Because the lifespan of batteries that are used in electric vehicles (EVs) is about 10 years, an enormous amount of battery waste can be produced. According to data released by the International Energy Agency (IEA), a global energy consumption analysis organization, the amount of lithium-ion battery waste from EVs produced in 2019 is expected to be about 500,000 tons. IEA predicted that only 180,000 tons can be recycled every year.
Je Young Tech is capable of extracting high-purity lithium from leftover lithium materials using heat. The company can extract lithium with a recovery rate of more than 85 percent as well as other valuable materials including manganese and nickel.

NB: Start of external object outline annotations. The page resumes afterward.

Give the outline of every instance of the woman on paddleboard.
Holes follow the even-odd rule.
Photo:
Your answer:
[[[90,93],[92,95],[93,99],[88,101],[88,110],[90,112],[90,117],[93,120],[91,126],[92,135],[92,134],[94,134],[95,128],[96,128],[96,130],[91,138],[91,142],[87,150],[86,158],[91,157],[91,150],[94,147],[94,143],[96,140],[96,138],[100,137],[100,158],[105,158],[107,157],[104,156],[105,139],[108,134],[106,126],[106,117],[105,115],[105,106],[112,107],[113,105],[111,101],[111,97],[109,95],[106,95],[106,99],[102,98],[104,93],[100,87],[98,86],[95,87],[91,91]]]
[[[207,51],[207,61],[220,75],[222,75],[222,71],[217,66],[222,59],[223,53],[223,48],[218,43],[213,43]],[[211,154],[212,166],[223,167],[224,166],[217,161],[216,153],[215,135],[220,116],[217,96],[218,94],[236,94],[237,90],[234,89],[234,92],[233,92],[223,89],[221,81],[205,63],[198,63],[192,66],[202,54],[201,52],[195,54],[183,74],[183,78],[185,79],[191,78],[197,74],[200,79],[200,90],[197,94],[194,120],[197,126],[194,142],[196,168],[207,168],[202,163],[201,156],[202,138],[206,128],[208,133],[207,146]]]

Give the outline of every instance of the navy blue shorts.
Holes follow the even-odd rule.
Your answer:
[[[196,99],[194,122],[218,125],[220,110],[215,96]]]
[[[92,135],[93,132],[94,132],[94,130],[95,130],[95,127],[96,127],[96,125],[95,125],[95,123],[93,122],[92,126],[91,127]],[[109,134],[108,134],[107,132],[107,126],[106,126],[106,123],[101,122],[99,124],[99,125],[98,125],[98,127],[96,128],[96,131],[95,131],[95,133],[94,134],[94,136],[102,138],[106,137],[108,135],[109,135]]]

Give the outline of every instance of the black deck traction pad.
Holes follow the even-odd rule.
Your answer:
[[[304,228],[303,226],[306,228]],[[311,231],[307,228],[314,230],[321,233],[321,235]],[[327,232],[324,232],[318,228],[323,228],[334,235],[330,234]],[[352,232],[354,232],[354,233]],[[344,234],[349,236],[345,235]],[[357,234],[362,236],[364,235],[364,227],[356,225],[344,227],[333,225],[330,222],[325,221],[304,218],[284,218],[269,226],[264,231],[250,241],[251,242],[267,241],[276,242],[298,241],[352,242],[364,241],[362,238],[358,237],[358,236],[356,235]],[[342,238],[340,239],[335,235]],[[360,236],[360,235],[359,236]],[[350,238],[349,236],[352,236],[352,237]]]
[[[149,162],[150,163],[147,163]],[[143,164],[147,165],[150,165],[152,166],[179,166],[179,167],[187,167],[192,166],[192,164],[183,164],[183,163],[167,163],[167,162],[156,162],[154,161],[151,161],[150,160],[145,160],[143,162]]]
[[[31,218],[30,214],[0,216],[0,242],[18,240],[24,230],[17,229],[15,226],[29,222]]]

Normally, discarded EV batteries are reused as energy storage in emergency generation facilities or energy storage systems (ESSs) that collect electricity generated by renewable energy sources.

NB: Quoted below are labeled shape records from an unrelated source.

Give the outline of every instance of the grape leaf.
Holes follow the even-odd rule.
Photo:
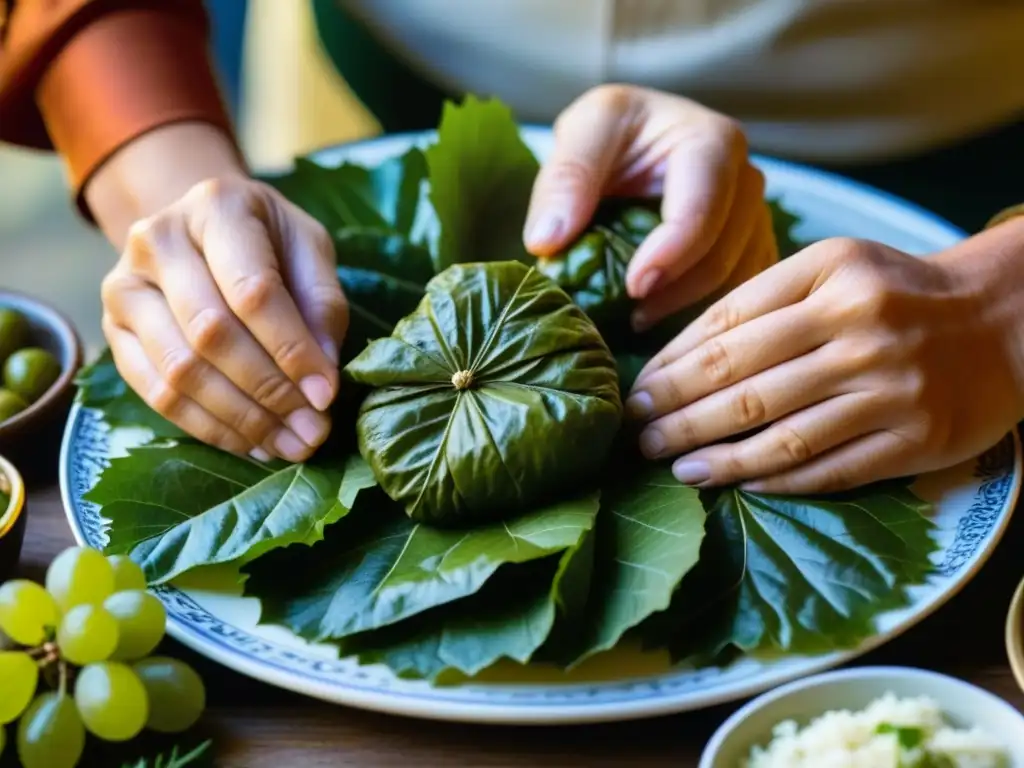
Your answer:
[[[668,608],[697,563],[706,517],[697,490],[681,484],[667,466],[630,470],[602,492],[594,582],[575,664],[613,647],[627,631]]]
[[[352,163],[329,168],[297,158],[288,173],[264,176],[329,232],[356,226],[404,236],[429,245],[436,220],[426,196],[427,164],[413,148],[376,168]]]
[[[101,412],[111,427],[143,427],[155,438],[173,439],[185,434],[135,394],[118,373],[110,349],[79,371],[75,384],[79,388],[79,403]]]
[[[623,393],[623,398],[633,388],[633,382],[637,380],[649,359],[650,357],[647,355],[630,354],[629,352],[621,352],[615,355],[615,368],[618,369],[618,391]]]
[[[440,529],[414,522],[383,493],[365,494],[356,513],[311,550],[250,563],[246,594],[262,602],[262,623],[337,640],[472,595],[506,563],[572,547],[593,527],[597,508],[594,494],[504,522]]]
[[[194,442],[144,445],[113,459],[85,499],[110,520],[105,552],[130,555],[162,584],[323,539],[375,484],[358,456],[335,466],[260,464]]]
[[[334,242],[338,279],[349,307],[344,366],[370,341],[389,336],[395,324],[416,309],[434,272],[430,253],[399,234],[349,227]]]
[[[854,646],[877,614],[906,604],[938,549],[931,505],[906,481],[829,497],[733,488],[709,509],[700,564],[668,611],[679,656]]]
[[[778,198],[769,199],[768,208],[771,211],[772,229],[775,232],[779,258],[787,258],[806,245],[797,240],[793,233],[793,227],[800,222],[800,217],[785,208]]]
[[[540,165],[498,99],[445,102],[437,141],[424,153],[440,233],[434,269],[477,261],[531,265],[522,229]]]
[[[453,671],[472,677],[502,658],[526,664],[556,620],[580,616],[593,541],[591,530],[559,557],[502,568],[475,595],[343,641],[343,652],[432,682]]]
[[[200,759],[204,757],[208,758],[207,753],[212,745],[213,740],[207,739],[184,755],[179,755],[178,748],[174,746],[169,753],[162,753],[152,759],[139,758],[137,762],[125,763],[121,768],[185,768],[187,765],[198,764]],[[204,760],[204,762],[206,761]]]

LG Chem said in a statement that it will invest 24 billion won ($18.6 million) in Jae Young Tech to utilize its technology. "We will establish the cornerstone for entering the global battery recycling business through equity investments," LG Chem's management strategy division director Lee Sang-hyub said in a statement on December 21.
"We will gain a competitive edge through distinguished technologies and take the lead in building a circulating economy in the future," said Lee. LG Chem has tried hard to build its competitive advantage in the global battery recycling market projected to reach about $24.57 billion in 2027. In December 2021, the company partnered with LG Energy Solution, the battery-making wing of LG, and invested 60 billion won in Li-Cycle, a Canada-based battery recycling company.